Update June 9: Done.
Finally got it working; submitted predictions - which also blew my previous best out of the water.
The code to save convolutional features to disk as they are created in batches:
fname = path + 'results/conv_test_feat.dat'
# %rm -r $fname # if you had a previous file there you want to get rid of. (mode='w' would handle that maybe?)
for i in xrange(test_batches.n // beatch_size + 1):
conv_test_feat = conv_model.predict_on_batch(test_batches.next())
if not i:
c = bcolz.carray(conv_feat, rootdir=fname, mode='a')
The code for generating predictions on the saved convolutions:
idx, inc = 4096, 4096
conv_test_feat = bcolz.open(fname)[:idx]
preds = bn_model.predict(conv_test_feat, batch_size=batch_size, verbose=0)
while idx < test_batches.n - inc:
conv_test_feat = bcolz.open(fname)[idx:idx+inc]
idx += inc
next_preds = bn_model.predict(conv_test-Feat, batch_size=batch_size, verbose=0)
preds = np.concatenate([preds, next_preds])
conv_test_feat = bcolz.open(fname)[idx:]
next_preds = bn_model.predict(conv_test_feat, batch_size=batch_size, verbose=0)
preds = np.concatenate([preds, next_preds])
And that'll do it.
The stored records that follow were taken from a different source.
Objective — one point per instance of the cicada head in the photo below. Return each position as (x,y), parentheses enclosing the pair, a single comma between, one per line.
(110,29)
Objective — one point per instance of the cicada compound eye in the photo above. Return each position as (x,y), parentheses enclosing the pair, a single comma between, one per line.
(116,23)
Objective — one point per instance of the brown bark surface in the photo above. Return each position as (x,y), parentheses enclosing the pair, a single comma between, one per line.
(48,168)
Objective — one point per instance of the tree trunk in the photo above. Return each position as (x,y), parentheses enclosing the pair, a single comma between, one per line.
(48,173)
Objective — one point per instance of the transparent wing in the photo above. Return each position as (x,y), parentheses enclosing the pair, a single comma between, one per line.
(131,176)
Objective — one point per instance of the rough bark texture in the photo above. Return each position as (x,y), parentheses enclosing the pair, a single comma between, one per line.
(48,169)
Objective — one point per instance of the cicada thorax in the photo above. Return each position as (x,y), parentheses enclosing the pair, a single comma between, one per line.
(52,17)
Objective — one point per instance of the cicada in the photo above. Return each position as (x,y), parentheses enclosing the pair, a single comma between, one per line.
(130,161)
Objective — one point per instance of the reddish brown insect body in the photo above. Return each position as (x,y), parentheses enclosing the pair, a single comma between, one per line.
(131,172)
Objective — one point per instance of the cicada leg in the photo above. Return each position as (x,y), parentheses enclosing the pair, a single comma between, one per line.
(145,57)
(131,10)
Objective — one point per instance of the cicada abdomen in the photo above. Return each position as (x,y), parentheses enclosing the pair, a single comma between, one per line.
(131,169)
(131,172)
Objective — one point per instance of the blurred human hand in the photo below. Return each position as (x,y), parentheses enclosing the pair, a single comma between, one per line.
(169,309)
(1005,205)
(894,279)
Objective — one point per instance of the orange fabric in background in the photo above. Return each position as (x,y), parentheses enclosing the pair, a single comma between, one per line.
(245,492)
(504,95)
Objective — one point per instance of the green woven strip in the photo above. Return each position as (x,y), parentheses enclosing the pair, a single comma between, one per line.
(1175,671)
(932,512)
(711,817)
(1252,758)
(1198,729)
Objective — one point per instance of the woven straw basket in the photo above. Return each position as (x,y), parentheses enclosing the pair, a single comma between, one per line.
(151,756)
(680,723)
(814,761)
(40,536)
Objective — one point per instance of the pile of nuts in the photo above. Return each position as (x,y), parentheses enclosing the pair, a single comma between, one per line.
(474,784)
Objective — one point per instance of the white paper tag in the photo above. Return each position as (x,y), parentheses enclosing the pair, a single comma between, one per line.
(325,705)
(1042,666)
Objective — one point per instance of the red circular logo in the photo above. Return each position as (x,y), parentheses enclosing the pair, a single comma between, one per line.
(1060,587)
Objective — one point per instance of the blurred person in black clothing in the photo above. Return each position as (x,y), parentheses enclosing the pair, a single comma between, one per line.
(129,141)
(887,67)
Few notes: of course, this assumes the usual imports, that stuff like
test_batches are already defined, and etc. My inability to open an already existing bcolz carray by defining
c = bcolz.carray(..), regardless of
mode, & success in using
c.append(..) after the carray is opened, makes it clear that the first code block can be cleaned up, especially to remove the if-else block. Also,
inc, index & increment, are user-defined; I picked them because they seemed big enough to not take too many disk-accesses, but small enough to not put too much into memory at once. Lastly, I take the zeroth index of
test_batches.next() because the generator returns as a tuple
Perhaps a few other notes, but that's all off the top of my head at the moment. I'd love to see a 'proper/pro' way to do this (something straight out of keras would be nice!) from J.Howard or someone, but: it works. Looks like it'll work for big stuff. It's unconstrained by memory limits (video-mem not-included), so I'm happy with it.
Ah, another note: Doing the above, and running it through the
bn_model after training that for I think only 5 epochs (1x 1e-3, 4x 1e-2), got a Kaggle score of 0.70947 at 415/1440 ranking. That's top 28.9%.
Another thing I haven't tested is using
.fit_generator(..) on conv train/valid features pulled from disk, but that shouldn't be a huge hassle compared to the above. May update this post down here to include jupyter notebooks for a full implementation, later.
Alright, that's about it for this one!